Ironical as it may sound, no country in the developing world has quite lived up to the standard prescriptions of economic growth apotheosised by the industrial revolution in England and its variants in the US and Europe.
The model by which developing countries have been judged assumes certain structural transformations, namely the relationship between agriculture and industry, with farm labour rendered surplus by productivity migrating to the nascent industrial sector.
Over time, productivity in industry repeats the migration of labour to the services sector; theoretically, at least, that is the logic of historical sequencing. First the rural-urban migration, then the intra-urban migration to the financial sector or, as has been the case with America, the migration of manufacturing jobs overseas.
It’s not England but America that is the exemplar of the western growth model that has now acquired canonical status. Productivity drives structural transformation, first in agriculture, then in industry and financial services, each stage measuring a nation’s movement along the advanced-nation path.
The concomitant displacement of labour through productivity has been accepted as inevitable milestones of a society’s journey to prosperity.
India’s ‘atypical’ growth
Measured by the criteria of the western model of growth, where do India and China stand? In the latest issue of the Economic and Political Weekly (June 27, 2013) Hans P. Binswanger-Mkhize suggests China has followed the trajectory of transformations noted in western societies more faithfully than India.
Whatever the impetus, as industry kick-started, it set into motion a series of changes that altered the character of the extant peasant society irrevocably. Perhaps China has not yet reached the status of industrialism that was evident in America till the late 1950s. But in China, manufacturing has replaced agriculture as the driver of growth. This has been preceded by rapid rural-urban migration, declines in population growth rates.
As a result, since 1991, industry accounts for 43 per cent. Comparable figures for India show industry to contribute just 28 per cent today, growing far too slowly since 1989 when it was around 25 per cent.
The relative performances are perhaps not strictly comparable, for China had a head-start: reforms there began in 1978, in India only since 1991. So perhaps India could catch up.
The problems Binswanger-Mkhize hint at suggest it may not. India’s structural transformation, he says, has been “stunted.” The author bestows a dubious distinction on us by calling India’s growth “atypical”: growth with a poor agriculture burdened by surplus labour and a manufacturing sector unable to provide enough employment opportunities for workers from rural areas; a tendency for the formal sector to engage informal or contract employment.

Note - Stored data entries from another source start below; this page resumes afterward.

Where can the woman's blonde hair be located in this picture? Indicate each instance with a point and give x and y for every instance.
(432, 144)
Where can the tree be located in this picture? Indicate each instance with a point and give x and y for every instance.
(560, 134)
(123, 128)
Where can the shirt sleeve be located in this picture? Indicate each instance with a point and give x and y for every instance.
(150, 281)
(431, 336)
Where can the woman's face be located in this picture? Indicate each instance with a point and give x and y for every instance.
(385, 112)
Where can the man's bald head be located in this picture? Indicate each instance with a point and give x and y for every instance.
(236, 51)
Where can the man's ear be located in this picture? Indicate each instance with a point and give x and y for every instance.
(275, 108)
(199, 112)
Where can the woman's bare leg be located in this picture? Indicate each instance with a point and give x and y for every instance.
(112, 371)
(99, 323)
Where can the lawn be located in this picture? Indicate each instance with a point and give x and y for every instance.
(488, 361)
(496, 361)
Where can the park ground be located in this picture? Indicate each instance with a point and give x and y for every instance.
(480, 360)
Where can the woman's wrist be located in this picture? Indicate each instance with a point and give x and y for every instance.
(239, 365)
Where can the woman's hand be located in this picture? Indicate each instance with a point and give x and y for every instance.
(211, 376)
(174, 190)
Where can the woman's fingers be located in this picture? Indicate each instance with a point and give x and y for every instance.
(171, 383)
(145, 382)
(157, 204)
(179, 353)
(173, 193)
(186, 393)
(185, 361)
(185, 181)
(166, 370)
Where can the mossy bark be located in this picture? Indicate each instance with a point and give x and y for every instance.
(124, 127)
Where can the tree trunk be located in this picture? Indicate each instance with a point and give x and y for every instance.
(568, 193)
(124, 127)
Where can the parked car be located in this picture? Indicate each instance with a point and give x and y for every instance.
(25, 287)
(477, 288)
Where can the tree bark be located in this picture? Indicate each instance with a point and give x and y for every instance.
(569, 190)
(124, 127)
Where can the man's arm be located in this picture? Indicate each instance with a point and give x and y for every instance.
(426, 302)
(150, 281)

Urban areas, unlike the historical evidence from the west and China, remain “poles” attracting highly skilled workers.
The rural non-farm sector
And yet, the author finds rural poverty has declined. How? Between the two mutually exclusive worlds — a moribund agriculture and the restrictive industrial one — lies a vast territory of the rural non-farm sector that has emerged “as the largest source of jobs in the Indian economy.” This vast employment exchange has had its structural changes too. Till 1983 manufacturing accounted for the largest share of jobs. Since then services, transport and construction account for the lion’s share, with the last being the fastest growing, having doubled its share to 19 per cent today since 1980s.
The author tells us that “high level of rural construction has visually transformed villages all over India, with much better village infrastructure and housing.”
That sounds a bit apocryphal. To talk of a rural non-farm sector wedged between the two classical components of GDP, a vast buffer state that absorbs unemployed rural labour and contributes to relatively better nominal wages is one thing.
To use official poverty line, or in other words, the income criterion, to ascribe an upward mobility may mean little; Amartya Sen would describe capability-building as a more inclusionary idea, going beyond income.
Binswanger-Mkhize cites a study by Easwaran to suggest the limits of rural non-farm job growth in the national context but it would have been interesting to know some details of this vast twilight zone. But if rural construction is a dominant sector then would not employment be seasonal and informal?
In that sense such jobs may be no different from jobs on construction sites all over India, or now in contract employment in the formal sector: not only do they exclude women, but also, they provide no security health benefits or pension.
Tripping up on itself
So the elements of India’s growth are basically restrictive. Formal employment is a “distressingly small component of employment in India,” and a trend towards informal labour; this is not a novel conclusion, considering the evidence now available from diverse sources: the latest Economic Survey’s Chapter 3, the 66th NSS round and the 2010 study on factory compensation by the US Department of Labour’s Bureau of Labour Statistics.
What is not new either is the moribund state of agriculture or the potential it has for better wages given the right policy mix. What is new is the position of the rural non-farm sector as a buffer, a wedge between the two sectors, a site for alternative employment perhaps to the rural sector but not in terms of real wage growth.
The interstitial story is that jobs are as informal and perhaps seasonal in the rural non-farm sector as those in the formal manufacturing one; that the real growth hub in terms of incomes, social security and upward mobility is the site for Amartya Sen’s “capabilities” and it only attracts the highly skilled.
In a structural sense then, India’s economic transformation has been self-limiting; its potential trips up on itself, comes up short against the niggardly possibilities of every vector of growth.